The beauty of creating your own light trails is that you can do it just about anywhere, and very affordably. If you want to get a shot of a neat, winding mountain road at night, enlist a friend or assistant to drive your car around while you shoot. Try your hand at light writing with sparklers, a bright flashlight, or even glow sticks. This is a great way to get creative with a new technique and you can easily practice in your own home if you don’t want an audience the first few times.

We recommend you start off on a well-travelled road and practice with car lights, then work your way up to more advanced, DIY light trails.

Understand how to get the shot

Now you know where to set up, you need to know how to get the light trail effect. It’s a surprisingly simple technique. The biggest challenges are finding the right location and managing your shutter speed, but they aren’t the only factors in balancing a light trail exposure. You’ll need to consider four main elements as you shoot:

1. Light balancing

Though shutter speed is your top priority, don’t neglect the other corners of the exposure triangle. Your ISO should be as low as you can manage in order to keep digital noise at bay. Your aperture will affect the depth of field, so keep your f-stop at f/8 or narrower for the widest visibility, or open it to f/5 or wider if you want to focus on only a small section. Your shutter speed for a good light trail will usually be between 10 and 30 seconds, give or take. Keep an eye on the colouring in your preview and try a faster shutter speed if you’re seeing only hot, white streaks.

2. Focusing

Your autofocus will almost definitely struggle to keep up with moving objects, so use manual to get the right point of focus. If you just can’t let go of autofocus, try switching your camera to back button focusing temporarily to help it lock onto the right spot.

3. Metering

Spot meter for your highlights, since the light trails are the star of your image. You may end up with faded, wispy light trails if you meter for the darker surroundings.

4. Timing

For ambient light that may come across as daytime after a long exposure, find the blue hour for your date and location. A little bit of glow in the sky is helpful for fleshing out a scene, but too much will make it harder to balance your lighting. Likewise, a completely dark scene can be difficult to meter for. As you work toward mastery, go for an evening scene with a good balance of shadows and light movement, then branch out as you build confidence.
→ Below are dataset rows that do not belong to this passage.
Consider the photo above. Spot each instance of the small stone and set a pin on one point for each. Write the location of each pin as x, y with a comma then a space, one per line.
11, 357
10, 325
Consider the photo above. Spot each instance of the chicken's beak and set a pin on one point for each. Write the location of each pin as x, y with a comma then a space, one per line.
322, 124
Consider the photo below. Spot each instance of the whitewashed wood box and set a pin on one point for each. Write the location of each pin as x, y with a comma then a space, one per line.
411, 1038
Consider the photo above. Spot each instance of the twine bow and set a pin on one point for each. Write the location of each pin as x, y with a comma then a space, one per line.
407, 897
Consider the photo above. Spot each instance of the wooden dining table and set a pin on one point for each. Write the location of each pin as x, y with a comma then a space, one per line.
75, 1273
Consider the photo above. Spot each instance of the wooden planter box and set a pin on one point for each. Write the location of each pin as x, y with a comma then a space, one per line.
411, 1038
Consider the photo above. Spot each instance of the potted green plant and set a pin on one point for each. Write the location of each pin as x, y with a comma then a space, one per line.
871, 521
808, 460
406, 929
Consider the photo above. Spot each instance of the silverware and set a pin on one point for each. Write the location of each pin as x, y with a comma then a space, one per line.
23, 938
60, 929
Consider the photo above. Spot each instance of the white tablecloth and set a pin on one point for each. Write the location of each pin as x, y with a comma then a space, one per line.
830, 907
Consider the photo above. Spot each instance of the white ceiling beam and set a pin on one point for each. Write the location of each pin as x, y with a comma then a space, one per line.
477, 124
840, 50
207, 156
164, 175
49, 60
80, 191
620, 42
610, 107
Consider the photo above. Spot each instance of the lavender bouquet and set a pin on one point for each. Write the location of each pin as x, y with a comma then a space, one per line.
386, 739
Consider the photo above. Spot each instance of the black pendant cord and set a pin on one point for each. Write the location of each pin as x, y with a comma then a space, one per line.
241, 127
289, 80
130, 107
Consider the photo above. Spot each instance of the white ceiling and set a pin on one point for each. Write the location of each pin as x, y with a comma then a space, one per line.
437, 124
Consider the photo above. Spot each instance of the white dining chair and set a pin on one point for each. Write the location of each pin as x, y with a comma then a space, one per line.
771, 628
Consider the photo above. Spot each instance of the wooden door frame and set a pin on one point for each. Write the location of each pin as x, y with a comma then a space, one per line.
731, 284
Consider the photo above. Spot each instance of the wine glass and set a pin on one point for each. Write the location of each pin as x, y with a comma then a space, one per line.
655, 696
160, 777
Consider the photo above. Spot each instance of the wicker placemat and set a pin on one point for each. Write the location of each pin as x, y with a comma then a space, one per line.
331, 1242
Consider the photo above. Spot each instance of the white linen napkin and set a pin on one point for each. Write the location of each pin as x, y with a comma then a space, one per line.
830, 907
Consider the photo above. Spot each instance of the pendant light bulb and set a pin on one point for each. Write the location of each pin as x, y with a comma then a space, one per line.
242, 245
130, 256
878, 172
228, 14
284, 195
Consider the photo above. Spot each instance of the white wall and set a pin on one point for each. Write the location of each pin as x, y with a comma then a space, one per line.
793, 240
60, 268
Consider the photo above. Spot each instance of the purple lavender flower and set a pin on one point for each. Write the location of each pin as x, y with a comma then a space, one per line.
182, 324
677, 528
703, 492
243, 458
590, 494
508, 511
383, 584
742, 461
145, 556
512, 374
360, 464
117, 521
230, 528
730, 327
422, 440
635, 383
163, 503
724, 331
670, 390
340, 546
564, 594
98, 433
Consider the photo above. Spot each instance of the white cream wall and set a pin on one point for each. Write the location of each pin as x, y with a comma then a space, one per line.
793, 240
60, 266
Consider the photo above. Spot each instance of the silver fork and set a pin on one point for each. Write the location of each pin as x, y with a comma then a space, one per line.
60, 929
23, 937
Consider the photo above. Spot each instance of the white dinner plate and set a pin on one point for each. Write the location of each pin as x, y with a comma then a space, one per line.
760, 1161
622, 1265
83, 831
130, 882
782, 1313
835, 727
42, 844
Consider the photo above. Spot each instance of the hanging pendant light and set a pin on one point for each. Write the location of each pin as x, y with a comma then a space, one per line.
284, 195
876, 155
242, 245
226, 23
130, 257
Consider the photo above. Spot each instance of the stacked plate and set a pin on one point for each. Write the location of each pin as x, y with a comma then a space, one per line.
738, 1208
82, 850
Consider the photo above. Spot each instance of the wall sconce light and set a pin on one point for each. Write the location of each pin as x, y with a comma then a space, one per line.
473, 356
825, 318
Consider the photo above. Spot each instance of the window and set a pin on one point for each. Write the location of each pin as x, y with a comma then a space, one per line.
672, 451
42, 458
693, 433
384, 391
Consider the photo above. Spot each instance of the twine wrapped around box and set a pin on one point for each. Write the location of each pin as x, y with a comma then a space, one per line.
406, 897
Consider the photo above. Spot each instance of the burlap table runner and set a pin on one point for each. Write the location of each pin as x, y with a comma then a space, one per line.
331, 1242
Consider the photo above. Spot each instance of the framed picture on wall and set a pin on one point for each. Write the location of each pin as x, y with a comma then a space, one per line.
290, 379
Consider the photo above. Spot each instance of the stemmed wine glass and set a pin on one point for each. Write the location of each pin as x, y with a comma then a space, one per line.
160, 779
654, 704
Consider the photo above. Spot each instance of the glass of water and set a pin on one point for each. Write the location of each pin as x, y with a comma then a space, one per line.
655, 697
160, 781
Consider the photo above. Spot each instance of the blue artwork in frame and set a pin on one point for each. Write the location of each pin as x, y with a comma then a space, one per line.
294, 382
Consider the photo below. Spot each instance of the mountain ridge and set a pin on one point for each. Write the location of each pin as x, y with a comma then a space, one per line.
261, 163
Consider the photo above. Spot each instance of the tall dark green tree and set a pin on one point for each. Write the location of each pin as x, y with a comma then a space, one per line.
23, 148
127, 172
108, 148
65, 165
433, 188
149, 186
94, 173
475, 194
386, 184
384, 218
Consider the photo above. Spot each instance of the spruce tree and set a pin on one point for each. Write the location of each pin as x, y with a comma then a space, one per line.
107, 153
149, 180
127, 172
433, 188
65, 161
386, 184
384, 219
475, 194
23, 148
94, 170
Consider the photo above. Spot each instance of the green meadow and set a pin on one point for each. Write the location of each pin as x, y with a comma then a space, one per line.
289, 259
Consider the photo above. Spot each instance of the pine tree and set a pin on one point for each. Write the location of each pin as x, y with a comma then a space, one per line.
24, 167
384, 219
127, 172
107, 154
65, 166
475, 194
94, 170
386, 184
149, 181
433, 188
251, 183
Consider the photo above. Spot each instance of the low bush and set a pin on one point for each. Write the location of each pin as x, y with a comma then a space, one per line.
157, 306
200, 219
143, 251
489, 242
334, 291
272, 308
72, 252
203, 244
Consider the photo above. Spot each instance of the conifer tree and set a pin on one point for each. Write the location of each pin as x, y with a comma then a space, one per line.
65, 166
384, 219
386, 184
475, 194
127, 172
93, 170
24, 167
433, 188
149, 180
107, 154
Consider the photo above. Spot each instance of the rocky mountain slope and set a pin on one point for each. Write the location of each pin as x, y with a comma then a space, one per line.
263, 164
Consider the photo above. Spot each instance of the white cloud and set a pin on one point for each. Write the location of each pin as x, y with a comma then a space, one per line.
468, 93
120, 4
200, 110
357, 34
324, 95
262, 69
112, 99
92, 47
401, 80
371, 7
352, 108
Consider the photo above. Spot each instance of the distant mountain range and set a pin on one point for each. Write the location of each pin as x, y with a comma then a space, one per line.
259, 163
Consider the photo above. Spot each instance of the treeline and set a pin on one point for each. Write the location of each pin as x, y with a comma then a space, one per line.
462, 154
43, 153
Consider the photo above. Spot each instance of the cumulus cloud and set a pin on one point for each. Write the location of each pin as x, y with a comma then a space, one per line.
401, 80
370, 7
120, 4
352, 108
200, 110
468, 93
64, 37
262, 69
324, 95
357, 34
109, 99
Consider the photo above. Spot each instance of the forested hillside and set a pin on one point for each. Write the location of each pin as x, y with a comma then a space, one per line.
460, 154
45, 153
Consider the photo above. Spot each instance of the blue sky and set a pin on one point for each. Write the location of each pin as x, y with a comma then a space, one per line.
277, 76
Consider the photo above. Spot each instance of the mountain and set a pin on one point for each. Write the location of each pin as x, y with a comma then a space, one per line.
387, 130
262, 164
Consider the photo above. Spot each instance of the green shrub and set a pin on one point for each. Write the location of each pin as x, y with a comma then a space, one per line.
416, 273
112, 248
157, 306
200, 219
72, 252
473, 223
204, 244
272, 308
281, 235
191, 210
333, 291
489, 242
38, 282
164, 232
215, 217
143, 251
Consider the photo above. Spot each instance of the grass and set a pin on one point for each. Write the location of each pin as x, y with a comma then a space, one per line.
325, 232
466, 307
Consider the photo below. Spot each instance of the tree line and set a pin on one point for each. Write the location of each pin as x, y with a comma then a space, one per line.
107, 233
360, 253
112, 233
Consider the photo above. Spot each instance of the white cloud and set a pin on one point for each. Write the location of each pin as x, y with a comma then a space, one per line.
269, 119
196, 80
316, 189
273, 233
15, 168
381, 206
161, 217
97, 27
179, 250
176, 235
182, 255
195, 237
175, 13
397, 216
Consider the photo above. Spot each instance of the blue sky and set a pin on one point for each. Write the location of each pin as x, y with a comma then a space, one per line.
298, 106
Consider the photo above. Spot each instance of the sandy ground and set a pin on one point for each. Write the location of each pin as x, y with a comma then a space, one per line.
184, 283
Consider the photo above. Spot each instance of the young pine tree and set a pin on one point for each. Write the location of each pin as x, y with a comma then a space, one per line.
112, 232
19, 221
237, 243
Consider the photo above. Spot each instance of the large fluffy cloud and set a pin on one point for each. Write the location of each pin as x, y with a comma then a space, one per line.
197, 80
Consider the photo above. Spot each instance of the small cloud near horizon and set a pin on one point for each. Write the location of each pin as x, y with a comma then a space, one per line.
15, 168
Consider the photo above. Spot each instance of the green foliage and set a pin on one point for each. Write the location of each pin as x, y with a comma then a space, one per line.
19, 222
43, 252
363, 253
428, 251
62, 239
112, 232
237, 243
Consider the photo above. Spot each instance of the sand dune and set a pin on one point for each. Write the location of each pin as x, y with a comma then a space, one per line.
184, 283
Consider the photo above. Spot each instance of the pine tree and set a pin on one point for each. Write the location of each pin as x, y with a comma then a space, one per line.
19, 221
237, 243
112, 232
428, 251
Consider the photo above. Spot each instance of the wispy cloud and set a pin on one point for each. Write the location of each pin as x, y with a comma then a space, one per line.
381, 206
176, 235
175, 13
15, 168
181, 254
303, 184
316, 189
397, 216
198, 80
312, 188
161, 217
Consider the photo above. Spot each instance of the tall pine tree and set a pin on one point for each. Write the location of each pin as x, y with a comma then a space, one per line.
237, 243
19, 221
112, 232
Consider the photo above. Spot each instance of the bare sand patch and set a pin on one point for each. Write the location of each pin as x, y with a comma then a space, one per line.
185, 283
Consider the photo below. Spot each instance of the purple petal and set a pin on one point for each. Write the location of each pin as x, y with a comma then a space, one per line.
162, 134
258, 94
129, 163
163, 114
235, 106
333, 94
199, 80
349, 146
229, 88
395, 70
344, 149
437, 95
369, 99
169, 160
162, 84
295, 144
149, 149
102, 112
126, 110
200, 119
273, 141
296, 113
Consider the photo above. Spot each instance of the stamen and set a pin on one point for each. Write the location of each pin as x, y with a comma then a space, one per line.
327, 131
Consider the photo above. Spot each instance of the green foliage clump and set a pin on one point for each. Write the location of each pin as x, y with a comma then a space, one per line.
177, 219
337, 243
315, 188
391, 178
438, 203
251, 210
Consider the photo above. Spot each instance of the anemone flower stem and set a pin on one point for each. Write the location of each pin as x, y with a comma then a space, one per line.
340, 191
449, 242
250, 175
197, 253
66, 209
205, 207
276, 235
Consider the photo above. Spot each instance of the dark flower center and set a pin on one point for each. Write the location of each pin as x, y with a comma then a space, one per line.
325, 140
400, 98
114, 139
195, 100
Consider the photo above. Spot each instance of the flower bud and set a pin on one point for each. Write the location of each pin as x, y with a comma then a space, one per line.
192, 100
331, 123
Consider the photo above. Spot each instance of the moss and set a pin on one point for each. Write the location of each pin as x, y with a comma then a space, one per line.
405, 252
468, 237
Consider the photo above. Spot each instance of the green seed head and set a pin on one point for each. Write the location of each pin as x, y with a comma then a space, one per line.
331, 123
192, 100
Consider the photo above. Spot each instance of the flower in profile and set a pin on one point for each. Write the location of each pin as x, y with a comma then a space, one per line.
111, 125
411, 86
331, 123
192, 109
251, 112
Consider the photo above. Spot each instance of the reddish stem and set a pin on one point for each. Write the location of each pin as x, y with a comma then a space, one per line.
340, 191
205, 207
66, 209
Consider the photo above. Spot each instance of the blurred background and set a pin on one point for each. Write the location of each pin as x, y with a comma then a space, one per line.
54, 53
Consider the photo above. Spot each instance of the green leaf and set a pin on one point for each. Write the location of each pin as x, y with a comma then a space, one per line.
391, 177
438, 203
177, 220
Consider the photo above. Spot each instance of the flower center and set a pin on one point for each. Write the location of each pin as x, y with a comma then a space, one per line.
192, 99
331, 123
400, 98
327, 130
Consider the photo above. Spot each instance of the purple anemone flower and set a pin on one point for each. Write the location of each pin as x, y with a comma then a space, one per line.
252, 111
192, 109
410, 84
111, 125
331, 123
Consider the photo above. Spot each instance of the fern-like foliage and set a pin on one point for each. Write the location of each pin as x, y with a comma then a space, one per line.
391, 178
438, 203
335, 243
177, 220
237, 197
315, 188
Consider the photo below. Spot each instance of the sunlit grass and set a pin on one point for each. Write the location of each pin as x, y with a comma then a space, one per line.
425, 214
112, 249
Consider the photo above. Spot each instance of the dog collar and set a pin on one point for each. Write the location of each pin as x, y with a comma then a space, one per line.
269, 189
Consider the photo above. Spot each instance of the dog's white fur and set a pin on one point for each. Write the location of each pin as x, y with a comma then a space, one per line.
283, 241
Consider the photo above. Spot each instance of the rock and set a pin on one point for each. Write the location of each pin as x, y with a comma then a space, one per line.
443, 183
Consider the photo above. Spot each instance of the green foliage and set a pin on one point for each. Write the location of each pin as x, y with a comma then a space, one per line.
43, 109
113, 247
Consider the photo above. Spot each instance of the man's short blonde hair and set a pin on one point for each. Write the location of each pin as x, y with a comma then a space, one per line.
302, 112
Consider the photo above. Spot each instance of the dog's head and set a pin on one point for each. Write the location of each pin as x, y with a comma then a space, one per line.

Edit for colour and clarity

You’ll usually see things on your computer screen that weren’t apparent on your camera’s preview screen, so shooting in RAW is helpful, as always, and a good post-processing workflow will help you take your images up a notch.

If you shot your image in RAW it will automatically open in Affinity Photo’s Develop persona. In the Basics panel, you’ll find a range of sliders to increase or decrease the Exposure, Blackpoint and Brightness of your image as well as to make enhancements to Contrast, Clarity, Saturation and Vibrance.

For washed-out light trails try decreasing the Highlights or increasing the Blackpoint to get a bit of contrast back. You could also try upping Saturation and Vibrance to the increase colour intensity and make your light trails pop. If this appears a little too garish you can use White Balance to experiment with the overall temperature and tint of your image.

For surroundings that have gotten too muddy and dark, try increasing your Shadows or Brightness, then slightly lowering your Blackpoint to maintain detail and contrast. You could also try experimenting with Clarity to enhance your mid-tones and the contrast between different areas in your image.

If you know that you’re about to shoot a challenging scene, composite different elements together in post-processing, or bracket your exposures and combine them using Affinity Photo’s HDR Merge. This is helpful for low traffic scenes where you want to get a shot of vehicles travelling both ways. It’s also useful for getting detail in the sky when street traffic is especially bright. Rather than trying to select around your light trails, experiment with Blend Modes to see if you can superimpose them naturally over a scene that is exposed for the surroundings rather than the highlights.